Take an example that has nothing to do with climate change. The steep rise in world petrol prices (along with traffic congestion and rapid population growth) saw passenger trips on Melbourne public transport jump 36 per cent in four years. People didn't stand still to cop the full brunt of the petrol price rise: many of them dodged it by finding a cheaper way to get to work, to sport, or to a night out.
Or take an example where carbon pricing (or the threat of it) is central. In the past, coal fuelled around 80 per cent of Australia's electricity supply. But in the four years to 2008-09, more than half the growth in power generation came from gas and renewables (mostly wind). And at last count, coal-burning stations make up just 10 per cent of all generating capacity now under construction or committed across Australia.
Gas and wind have taken coal's place, not least in Victoria. Origin's new 550-megawatt (million watt) gas-fired plant is about to come on stream in Mortlake. An hour west, AGL is building Australia's biggest wind farm (420 MW) at Macarthur. The switch from coal is not costless - the commission cites estimates by the Electric Power Research Institute that gas costs roughly 10 per cent more than coal, but wind roughly twice as much - but it will cost us far less than the upgraded transmission system, smart meters and solar subsidies that are now driving up power bills.
The wind stations are being built to comply with the federal government's renewable energy target. The commission estimates that even the best renewable projects will cost us $37 for every tonne of greenhouse gas emissions they save, whereas Europe's emissions trading scheme is doing the job for $20 a tonne in Germany, and $29 in the UK. Its core conclusion is clear: the most efficient path to reduce carbon emissions is to allow the market to find the cheapest ways to bring them down.
Australia's tragedy is that, for purely political reasons, the Coalition has now locked itself into turning its back on the market, and rejecting emissions trading, or the carbon tax that would lead into it. It plans to reduce emissions by paying producers to take ''direct action'' - yet the commission's finding is that direct action is the most costly policy of all.

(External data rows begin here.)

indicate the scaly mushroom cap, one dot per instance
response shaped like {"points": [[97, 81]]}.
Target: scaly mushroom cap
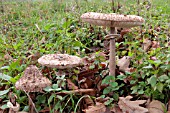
{"points": [[32, 80], [60, 61], [112, 20]]}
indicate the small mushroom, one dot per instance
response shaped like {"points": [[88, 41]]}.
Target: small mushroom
{"points": [[60, 61], [32, 81], [112, 20]]}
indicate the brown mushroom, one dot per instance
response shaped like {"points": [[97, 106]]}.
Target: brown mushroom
{"points": [[112, 20], [32, 81], [60, 61]]}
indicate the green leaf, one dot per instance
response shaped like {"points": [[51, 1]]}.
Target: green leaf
{"points": [[109, 101], [4, 92], [152, 80], [134, 89], [113, 84], [121, 77], [106, 90], [163, 78], [55, 86], [159, 87], [4, 106], [108, 79], [59, 97], [140, 91], [5, 77], [148, 67], [48, 89]]}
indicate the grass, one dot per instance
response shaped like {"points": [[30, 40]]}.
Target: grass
{"points": [[43, 27]]}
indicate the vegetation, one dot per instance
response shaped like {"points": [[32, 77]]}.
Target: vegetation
{"points": [[30, 29]]}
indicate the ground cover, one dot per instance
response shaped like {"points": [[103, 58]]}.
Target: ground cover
{"points": [[31, 29]]}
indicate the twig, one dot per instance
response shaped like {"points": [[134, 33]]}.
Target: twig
{"points": [[30, 100], [77, 91]]}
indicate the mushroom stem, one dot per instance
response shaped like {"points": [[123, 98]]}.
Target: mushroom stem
{"points": [[112, 54]]}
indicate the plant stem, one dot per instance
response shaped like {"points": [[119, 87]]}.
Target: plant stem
{"points": [[112, 60]]}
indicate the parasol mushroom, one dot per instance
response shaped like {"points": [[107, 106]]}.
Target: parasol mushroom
{"points": [[112, 20], [60, 61], [32, 81]]}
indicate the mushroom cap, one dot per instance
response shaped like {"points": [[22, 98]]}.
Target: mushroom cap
{"points": [[112, 19], [60, 61], [32, 80]]}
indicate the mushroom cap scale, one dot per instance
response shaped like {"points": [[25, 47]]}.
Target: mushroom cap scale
{"points": [[60, 61], [32, 80], [112, 19]]}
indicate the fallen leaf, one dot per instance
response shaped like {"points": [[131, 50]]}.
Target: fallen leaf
{"points": [[128, 106], [169, 105], [156, 107], [71, 85], [116, 109], [98, 108], [124, 63], [147, 44], [155, 44], [8, 57]]}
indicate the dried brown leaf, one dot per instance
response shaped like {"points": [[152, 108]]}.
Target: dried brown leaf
{"points": [[71, 85], [124, 63], [147, 44], [116, 109], [98, 108], [131, 106], [156, 107]]}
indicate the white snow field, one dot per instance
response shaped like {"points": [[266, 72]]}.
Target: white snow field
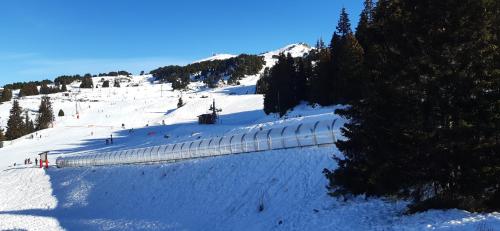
{"points": [[272, 190]]}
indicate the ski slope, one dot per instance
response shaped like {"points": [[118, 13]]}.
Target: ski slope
{"points": [[272, 190]]}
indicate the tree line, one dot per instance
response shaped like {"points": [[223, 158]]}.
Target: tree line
{"points": [[20, 124], [211, 72], [422, 83]]}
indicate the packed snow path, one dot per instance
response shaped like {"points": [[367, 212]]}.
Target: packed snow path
{"points": [[272, 190]]}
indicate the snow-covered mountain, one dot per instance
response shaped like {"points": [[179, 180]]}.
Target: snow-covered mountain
{"points": [[217, 57], [273, 190]]}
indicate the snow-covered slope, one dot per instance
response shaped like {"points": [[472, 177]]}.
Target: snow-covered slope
{"points": [[275, 190]]}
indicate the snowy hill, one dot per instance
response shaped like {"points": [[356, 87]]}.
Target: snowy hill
{"points": [[217, 57], [273, 190]]}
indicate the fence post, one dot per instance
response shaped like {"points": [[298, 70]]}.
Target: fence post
{"points": [[282, 137], [220, 150], [256, 143], [210, 147], [314, 133], [269, 141], [243, 147]]}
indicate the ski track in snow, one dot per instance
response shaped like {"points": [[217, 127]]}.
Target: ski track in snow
{"points": [[273, 190]]}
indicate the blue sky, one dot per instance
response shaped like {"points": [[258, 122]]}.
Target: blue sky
{"points": [[44, 39]]}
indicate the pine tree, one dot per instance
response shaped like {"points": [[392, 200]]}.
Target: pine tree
{"points": [[45, 114], [365, 20], [344, 74], [15, 125], [6, 95], [428, 130]]}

It focuses on two examples: the incentives for Australians (and overseas households) to put solar panels on their roofs, and laws requiring biofuels such as ethanol to be added to petrol. It estimates that ''excessive'' federal subsidies and state feed-in tariffs mean taxpayers and consumers are paying between $431 and $1043 for every tonne of greenhouse gas emissions saved. It estimates the same cuts could have been achieved by a carbon price of $9 a tonne.
Biofuels were another idea that looked attractive, if you ignore the price tag. The commission estimates the cost in Australia at $532 per tonne of emissions saved by using ethanol, and $186 a tonne from biodiesel. At least that's better than China, where it estimates the biofuels program has actually increased emissions. No doubt you could argue with the numbers, but the conclusion is unavoidable: these schemes deliver very poor value for money.
Tony Abbott should read this report, and think hard about what it is telling him to do if he becomes prime minister. The Coalition needs to find a way back to trusting the market. The task ahead is colossal: both parties have committed to reduce Australia's emissions by 2020 to 5 per cent below 2000 levels, yet to get there would require us to cut emissions by almost 25 per cent in eight years from the current trajectory. Mickey Mouse schemes won't do it.
The bottom line is that change is inevitable, but it can be cheap. For most of us, it means using commonsense around the home: switching off lights not in use, wearing warm clothes in winter and opening up to the breeze in summer, buying energy-efficient cars and appliances, keeping tyres full of air, all that stuff.
Change is what this is about. Embrace it, and it'll cost less than you think.